Track B: Firm Entrepreneurial Strategy

B1: To Reveal or Not to Reveal? Open Innovation Mechanisms Within an Emerging Personalized Medicine Innovation Ecosystem (Extended Abstract)

Andrew Park, Elicia Maine

Simon Fraser University, Canada

Drawing on and contributing to the Open Innovation literature, our study explores the boundary conditions of the effectiveness of Open Innovation strategies within emerging innovation ecosystems.
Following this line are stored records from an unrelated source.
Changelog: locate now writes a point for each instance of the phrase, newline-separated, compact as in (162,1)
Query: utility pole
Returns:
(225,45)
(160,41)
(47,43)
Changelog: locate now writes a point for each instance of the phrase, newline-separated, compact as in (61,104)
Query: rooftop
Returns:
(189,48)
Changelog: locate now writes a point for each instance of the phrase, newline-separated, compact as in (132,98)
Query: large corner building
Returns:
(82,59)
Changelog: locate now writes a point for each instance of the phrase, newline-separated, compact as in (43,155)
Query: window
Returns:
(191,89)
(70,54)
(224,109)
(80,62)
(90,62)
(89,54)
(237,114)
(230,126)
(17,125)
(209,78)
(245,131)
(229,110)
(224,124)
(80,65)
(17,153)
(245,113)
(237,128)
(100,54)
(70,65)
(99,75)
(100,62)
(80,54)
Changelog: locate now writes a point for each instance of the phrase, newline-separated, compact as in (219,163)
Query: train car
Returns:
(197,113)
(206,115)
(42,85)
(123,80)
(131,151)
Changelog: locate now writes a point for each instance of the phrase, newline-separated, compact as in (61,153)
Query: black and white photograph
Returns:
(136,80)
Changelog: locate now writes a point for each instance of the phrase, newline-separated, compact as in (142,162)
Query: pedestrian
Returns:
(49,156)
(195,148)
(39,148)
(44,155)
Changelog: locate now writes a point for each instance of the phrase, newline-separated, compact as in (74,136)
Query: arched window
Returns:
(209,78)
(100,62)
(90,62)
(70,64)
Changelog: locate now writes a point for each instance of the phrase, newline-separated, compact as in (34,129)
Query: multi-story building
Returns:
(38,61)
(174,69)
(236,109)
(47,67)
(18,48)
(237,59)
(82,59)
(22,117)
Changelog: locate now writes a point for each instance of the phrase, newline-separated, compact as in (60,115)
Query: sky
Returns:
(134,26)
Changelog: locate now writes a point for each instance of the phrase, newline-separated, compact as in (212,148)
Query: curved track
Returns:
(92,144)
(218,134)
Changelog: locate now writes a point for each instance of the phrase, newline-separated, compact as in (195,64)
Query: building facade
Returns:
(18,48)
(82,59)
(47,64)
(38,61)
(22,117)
Namely, we propose a relationship between the use of Open Innovation by emergent Personalized Medicine firms in British Columbia and their value outputs. We test our hypothesis empirically by quantifying the use of the Open Innovation mechanisms of Selective Revealing, Strategic Timing and Strategic Partnering by each of the firms in our sample, categorized by level of uncertainty, and comparing them to the value output of each of these firms. We find Open Innovation activities have a positive effect on value outputs for Personalized Medicine firms. Additionally, firms who operate in environments of high uncertainty and who employ these Open Innovation mechanisms enjoy higher value outputs than firms who operate in environments of low uncertainty. Thus, we argue that Open Innovation plays an important role in stimulating the economic performance of emerging science-based ecosystems.

B2: Parental knowledge transfer to entrepreneurial spin-offs: How do continued linkages influence performance? (Extended Abstract)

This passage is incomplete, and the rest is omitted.